1987 — after graduation he worked at the Khmelnytskyi Nuclear Power Plant, where he rose from the reactor operator's compartment, a senior engineer with repair and maintenance of equipment of the reactor compartment to the chief engineer of the control reactor.

From 1992 to 2002 works in private sector of economics.

== Politics ==
In 2002, Vladimir Shandra elected deputy of Ukraine under Yushchenko Bloc "Our Ukraine" (No. 39). He was Deputy Chairman of the Verkhovna Rada of Ukraine on Industrial Policy and Entrepreneurship.

In the presidential election of 2004 was led by Khmelnytsky Regional Headquarters coalition "People Power".

From February 2005 to August 2006 served as Minister of Industrial policy of Ukraine.

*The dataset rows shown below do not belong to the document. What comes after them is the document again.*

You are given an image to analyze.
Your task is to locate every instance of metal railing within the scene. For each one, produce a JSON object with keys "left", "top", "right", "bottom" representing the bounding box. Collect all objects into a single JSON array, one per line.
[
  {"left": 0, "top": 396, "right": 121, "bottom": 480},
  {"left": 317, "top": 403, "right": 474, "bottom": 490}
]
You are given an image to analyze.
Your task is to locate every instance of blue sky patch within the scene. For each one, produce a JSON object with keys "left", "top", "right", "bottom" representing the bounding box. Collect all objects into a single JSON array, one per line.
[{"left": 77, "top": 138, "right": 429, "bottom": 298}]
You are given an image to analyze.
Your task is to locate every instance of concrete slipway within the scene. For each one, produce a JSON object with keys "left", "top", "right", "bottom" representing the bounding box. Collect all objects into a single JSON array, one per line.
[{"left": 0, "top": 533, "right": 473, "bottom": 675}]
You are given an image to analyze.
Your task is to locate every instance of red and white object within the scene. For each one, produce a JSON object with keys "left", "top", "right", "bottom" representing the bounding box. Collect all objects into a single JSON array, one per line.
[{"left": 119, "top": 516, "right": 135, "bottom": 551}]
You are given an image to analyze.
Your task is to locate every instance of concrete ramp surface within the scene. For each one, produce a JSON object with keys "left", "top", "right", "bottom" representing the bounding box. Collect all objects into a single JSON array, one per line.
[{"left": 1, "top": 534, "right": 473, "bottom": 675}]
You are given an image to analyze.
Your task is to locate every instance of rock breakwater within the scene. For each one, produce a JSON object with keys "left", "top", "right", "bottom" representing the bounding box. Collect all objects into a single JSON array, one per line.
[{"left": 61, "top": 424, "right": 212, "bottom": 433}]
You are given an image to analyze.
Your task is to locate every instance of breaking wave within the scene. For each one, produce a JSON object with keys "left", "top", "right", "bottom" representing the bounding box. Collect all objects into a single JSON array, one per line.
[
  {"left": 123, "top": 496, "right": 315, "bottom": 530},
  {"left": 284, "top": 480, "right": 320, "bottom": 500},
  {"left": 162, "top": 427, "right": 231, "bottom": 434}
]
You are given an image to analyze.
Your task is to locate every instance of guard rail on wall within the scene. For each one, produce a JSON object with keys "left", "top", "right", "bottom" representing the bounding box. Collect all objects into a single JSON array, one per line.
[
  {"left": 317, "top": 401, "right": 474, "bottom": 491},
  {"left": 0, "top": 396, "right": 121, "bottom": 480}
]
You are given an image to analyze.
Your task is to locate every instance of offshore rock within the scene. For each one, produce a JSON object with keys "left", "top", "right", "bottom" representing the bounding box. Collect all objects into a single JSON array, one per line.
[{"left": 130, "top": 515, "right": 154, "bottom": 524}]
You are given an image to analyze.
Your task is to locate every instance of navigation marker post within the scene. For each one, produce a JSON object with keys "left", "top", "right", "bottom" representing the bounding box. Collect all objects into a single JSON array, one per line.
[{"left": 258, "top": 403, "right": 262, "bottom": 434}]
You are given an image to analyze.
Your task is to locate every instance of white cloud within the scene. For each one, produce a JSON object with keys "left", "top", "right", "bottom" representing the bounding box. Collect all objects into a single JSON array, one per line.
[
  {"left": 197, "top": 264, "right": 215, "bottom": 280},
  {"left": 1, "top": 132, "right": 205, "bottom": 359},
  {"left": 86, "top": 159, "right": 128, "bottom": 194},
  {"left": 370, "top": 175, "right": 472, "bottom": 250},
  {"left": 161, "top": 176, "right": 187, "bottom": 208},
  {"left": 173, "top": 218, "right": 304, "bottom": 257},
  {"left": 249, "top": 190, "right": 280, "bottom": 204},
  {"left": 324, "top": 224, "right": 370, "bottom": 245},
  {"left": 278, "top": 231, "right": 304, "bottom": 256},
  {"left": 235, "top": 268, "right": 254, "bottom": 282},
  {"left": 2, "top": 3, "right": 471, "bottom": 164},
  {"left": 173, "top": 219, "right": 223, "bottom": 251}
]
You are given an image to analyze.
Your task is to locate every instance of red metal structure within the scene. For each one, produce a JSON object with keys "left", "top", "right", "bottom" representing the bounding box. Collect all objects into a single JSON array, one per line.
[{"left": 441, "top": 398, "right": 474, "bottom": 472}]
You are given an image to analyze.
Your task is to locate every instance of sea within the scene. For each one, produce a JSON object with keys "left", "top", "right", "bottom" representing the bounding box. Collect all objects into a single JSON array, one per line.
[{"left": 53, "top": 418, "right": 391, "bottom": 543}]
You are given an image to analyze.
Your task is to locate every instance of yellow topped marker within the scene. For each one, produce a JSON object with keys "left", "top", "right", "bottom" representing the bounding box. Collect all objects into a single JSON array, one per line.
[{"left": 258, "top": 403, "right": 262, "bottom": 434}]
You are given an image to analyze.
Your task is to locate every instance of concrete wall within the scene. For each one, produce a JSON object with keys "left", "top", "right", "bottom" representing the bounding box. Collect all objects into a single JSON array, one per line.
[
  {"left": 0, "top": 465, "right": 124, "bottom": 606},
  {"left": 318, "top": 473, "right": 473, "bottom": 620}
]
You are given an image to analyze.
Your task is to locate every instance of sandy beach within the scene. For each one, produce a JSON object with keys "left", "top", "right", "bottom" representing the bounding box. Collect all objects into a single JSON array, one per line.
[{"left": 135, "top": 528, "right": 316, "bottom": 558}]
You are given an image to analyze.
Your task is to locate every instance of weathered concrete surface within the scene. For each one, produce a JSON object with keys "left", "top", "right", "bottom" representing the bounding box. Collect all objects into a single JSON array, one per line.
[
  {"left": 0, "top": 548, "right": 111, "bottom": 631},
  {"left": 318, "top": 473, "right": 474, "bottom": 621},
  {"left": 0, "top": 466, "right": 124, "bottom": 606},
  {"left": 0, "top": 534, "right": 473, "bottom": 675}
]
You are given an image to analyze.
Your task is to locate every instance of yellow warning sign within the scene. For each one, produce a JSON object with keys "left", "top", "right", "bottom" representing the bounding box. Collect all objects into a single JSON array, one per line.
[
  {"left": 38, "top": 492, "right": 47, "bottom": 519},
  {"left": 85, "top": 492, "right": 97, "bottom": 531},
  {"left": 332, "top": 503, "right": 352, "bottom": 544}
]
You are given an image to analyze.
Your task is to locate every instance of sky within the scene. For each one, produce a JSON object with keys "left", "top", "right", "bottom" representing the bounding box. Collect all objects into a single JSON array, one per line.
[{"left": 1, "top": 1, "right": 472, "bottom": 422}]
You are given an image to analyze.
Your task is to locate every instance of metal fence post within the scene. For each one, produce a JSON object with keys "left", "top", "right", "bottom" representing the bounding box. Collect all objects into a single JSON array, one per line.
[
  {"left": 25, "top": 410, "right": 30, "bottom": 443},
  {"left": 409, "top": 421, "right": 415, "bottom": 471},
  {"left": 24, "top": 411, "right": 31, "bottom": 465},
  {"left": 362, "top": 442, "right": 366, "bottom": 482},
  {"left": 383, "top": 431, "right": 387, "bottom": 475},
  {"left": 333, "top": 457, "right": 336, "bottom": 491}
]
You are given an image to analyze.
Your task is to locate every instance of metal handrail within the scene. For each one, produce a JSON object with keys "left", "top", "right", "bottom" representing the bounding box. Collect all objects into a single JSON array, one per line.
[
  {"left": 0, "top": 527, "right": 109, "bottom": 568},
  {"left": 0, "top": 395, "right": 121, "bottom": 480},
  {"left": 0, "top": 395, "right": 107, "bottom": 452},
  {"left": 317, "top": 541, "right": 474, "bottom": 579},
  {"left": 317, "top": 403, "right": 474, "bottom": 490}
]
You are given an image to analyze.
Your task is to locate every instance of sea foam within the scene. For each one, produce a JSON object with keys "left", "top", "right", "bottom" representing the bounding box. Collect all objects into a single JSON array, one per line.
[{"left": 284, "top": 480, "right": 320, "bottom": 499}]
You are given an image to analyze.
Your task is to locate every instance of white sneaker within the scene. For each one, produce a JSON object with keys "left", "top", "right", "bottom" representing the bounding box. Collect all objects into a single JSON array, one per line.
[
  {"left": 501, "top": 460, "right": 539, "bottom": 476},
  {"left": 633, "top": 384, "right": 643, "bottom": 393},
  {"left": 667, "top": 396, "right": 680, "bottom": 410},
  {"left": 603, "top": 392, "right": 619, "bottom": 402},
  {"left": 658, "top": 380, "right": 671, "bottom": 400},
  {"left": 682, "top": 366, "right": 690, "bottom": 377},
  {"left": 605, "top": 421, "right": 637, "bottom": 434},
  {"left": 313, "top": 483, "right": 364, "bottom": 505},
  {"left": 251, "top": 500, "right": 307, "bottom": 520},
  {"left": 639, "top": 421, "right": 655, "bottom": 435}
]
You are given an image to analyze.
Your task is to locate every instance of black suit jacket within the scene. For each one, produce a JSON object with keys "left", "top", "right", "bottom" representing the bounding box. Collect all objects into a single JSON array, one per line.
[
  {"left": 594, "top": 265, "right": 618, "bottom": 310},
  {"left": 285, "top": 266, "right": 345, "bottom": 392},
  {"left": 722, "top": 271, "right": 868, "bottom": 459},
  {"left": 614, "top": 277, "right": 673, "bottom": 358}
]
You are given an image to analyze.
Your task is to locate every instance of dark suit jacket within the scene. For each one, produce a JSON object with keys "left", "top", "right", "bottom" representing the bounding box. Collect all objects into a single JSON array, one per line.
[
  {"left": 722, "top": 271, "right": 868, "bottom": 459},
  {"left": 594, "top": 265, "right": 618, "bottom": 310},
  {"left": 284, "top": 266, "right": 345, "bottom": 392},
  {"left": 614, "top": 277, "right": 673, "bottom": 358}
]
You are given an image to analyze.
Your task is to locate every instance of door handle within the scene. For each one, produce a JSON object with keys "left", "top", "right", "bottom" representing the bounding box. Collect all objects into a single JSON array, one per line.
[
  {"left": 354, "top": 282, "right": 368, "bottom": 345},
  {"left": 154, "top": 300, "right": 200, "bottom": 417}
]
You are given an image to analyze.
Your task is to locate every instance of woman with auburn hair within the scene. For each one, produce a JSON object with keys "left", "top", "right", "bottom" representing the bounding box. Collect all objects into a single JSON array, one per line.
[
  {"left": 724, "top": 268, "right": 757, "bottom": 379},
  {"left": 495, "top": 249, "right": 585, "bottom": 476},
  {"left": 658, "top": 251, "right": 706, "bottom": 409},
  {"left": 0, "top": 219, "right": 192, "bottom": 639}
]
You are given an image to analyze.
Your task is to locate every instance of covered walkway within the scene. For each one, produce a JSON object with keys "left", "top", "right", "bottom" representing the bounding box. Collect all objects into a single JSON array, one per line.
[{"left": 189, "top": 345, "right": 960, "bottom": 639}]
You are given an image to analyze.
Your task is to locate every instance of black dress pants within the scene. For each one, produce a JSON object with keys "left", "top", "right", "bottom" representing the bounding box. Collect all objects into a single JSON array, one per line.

In 2006–2007 — Advisor to the President of Ukraine. He was Chairman of the NGO "Institute for Social and Economic Development".

In 2006–2008 — member of the supervisory board of the State Savings Bank of Ukraine and the State Export-Import Bank.

In the parliamentary elections of 2007, ran for Parliament Bloc "Our Ukraine — People's Self-Defense" (No. 75). At the head of the electoral re-election headquarters in Khmelnytsky region.

18 December 2007 – 11 March 2010 — Minister of Ukraine of Emergencies and Affairs of Population Protection from the Consequences of Chornobyl Catastrophe (appointed by the Supreme Council of Ukraine No. 10-VI of 18 December 2007 and dismissed by the Verkhovna Rada of Ukraine on 11 March 2010 number 1965-VI).

He was a member of the party "People's Union "Our Ukraine".

On 2 March 2014 Acting President Oleksandr Turchynov appointed Shandra Governor of Kyiv Oblast. Shandra resigned from this post on 27 January 2016. Seven days later he was appointed as advisor to President Petro Poroshenko.

== Family ==
Wife Antonina Єvgenіvna (1960).

He has two sons — Andrew (1980) and Anton (1994).

== Awards and titles ==
A civil servant rank 1 (October 2006). He was awarded the Order of Merit III degree (September 2008).